Wilda snickered. "You two need a moment?"
Tempest's head snapped back up. She glanced at her sisters. All of whom were trying desperately not to laugh. She held her head high and smoothed her dress. "I worked very hard for this."
"We know, sister." Kendra smiled and then looked at Eden. "You are the last."
"I am." Eden brushed her thick chestnut hair back from her face.
Wilda walked over to Eden and put her arm around her shoulders. "The wisest of us all."
Eden snickered. "Well. The oldest. I have a feeling 'the wisest' is about to be put to the test." She took a deep breath. "I have a confession."
Kendra's light blue eyes widened. "A confession?"
Wilda arched an eyebrow. "Well. This ought to be good."
Eden bit her lip. "Oh yes. It's absolutely great." She moved away from Wilda and faced her three sisters.
Wilda wore a filmy ruby dress that left her arms bare. She let her hair fall in long waves down her back. Her green stare fixed on Eden.
Kendra wore a light blue pantsuit that clung to her slender curves. Her hair worn pulled back into a long ponytail tied with a blue ribbon. Her light blue eyes were troubled as she looked at Eden.
Tempest wore a jade sari with her hair unbound. She played with her bracelet and watched Eden carefully.
It was almost too much.
Eden smoothed down her own copper gown and turned from them. She pulled her thick hair back into a simple chignon and gathered herthoughts.
They were bound to be furious. As would their father be, if he ever found out. What she had done was forbidden. But it had been necessary. Hadn't she gone over her actions again and again until a headache formed?
Eden turned back to her sisters. "I helped a mortal."
Wilda blinked. "That's what we do."
Eden shrugged her shoulders. "This wasn't exactly along the line of what we do."
"What exactly did you do?" Tempest looked scared but desperately tried to hide it.

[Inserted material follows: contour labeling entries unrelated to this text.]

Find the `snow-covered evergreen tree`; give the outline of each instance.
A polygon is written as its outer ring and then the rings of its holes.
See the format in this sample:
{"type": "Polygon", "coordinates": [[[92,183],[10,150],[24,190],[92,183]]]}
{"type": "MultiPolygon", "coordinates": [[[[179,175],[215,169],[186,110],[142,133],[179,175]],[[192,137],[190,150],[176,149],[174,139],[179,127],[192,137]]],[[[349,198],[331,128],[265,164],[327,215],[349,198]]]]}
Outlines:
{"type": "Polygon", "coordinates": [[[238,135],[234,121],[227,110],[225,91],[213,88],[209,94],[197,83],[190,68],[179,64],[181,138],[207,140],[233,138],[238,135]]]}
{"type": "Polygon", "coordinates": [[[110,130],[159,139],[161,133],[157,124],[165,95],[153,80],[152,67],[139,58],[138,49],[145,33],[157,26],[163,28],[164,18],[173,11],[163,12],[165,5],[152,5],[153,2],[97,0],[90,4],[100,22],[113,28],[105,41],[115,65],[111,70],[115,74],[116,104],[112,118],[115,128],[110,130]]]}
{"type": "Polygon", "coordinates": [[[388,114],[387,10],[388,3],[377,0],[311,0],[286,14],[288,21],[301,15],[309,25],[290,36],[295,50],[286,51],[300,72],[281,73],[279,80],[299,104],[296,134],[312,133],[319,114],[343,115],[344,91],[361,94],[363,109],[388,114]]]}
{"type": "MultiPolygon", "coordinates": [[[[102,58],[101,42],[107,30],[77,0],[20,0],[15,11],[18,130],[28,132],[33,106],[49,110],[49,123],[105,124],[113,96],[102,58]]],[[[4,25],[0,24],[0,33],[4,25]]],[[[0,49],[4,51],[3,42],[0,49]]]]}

Of all the sisters, Eden bore the most responsibility. Always levelheaded. The peacemaker. She had been the glue that held the sisters together.
She met each of her sister's eyes in turn. "I saved one."
Kendra clapped her hand over her mouth. Tempest looked to be in shock. Only Wilda spoke.
"Well, damn it all, Eden!" She strode over to her sister and scowled. "What possessed you? What in the hell were you thinking?"
"I was thinking she needed to live." Eden's brown eyes snapped in fury. "I thought it was a damn shame that an eleven-year-old girl needed to give up her young life."
"Hold up." Tempest paced. "So you stepped in and helped her." She glanced up at Eden. "So what?"
"She would have died."
The sisters gasped. Eden was right. It was forbidden. They could guide. But they couldn't completely alter a mortal's life. And Eden had done just that.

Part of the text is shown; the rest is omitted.